We have heard about Kentucky's firepower but their defence, especially against Ryan Wittman, was unrelenting. Wittman scored early and was then shut down, mostly by Darius Miller, who never seemed more than three to six inches away from him. By the end of the game, Wittman, and all of the Big Red starters for that matter, were exhausted.

Cornell is not an easy team to guard. Their sets and motion offense make a defence work. But the Wildcats constantly disrupted the screens and the cuts and when there were opportunities at the basket for Jeff Foote and company, had weak-side shot blockers there in support.

It is easy enough to encourage skilled players to try and score twenty points but it was evident last night that John Calipari's message was "Don't let them score." He used Miller, Deandre Liggins and John Wall on the perimeter, along with Eric Bledsoe, causing match-up difficulties that Cornell just couldn't overcome. 

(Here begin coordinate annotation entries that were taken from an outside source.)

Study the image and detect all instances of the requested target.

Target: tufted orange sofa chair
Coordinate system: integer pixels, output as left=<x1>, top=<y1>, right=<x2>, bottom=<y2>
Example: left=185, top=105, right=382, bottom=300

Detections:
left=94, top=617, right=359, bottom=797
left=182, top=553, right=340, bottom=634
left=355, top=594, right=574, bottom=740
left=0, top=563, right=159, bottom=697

Admittedly, I was with the majority of fans who were rallying with Cornell. The sea of red in Syracuse was something to behold, and, with the university only an hour away, it should have been. The noise level when the score reached 10-2 for Red was literally through the roof. But this Kentucky team seemed to "flip the switch" and it was game over. 

That being said, the Wildcats still have not faced a team that was seeded higher than ninth in the tourney, though this is through no fault of their own. Saturday's game against West Virginia will be by far its toughest test.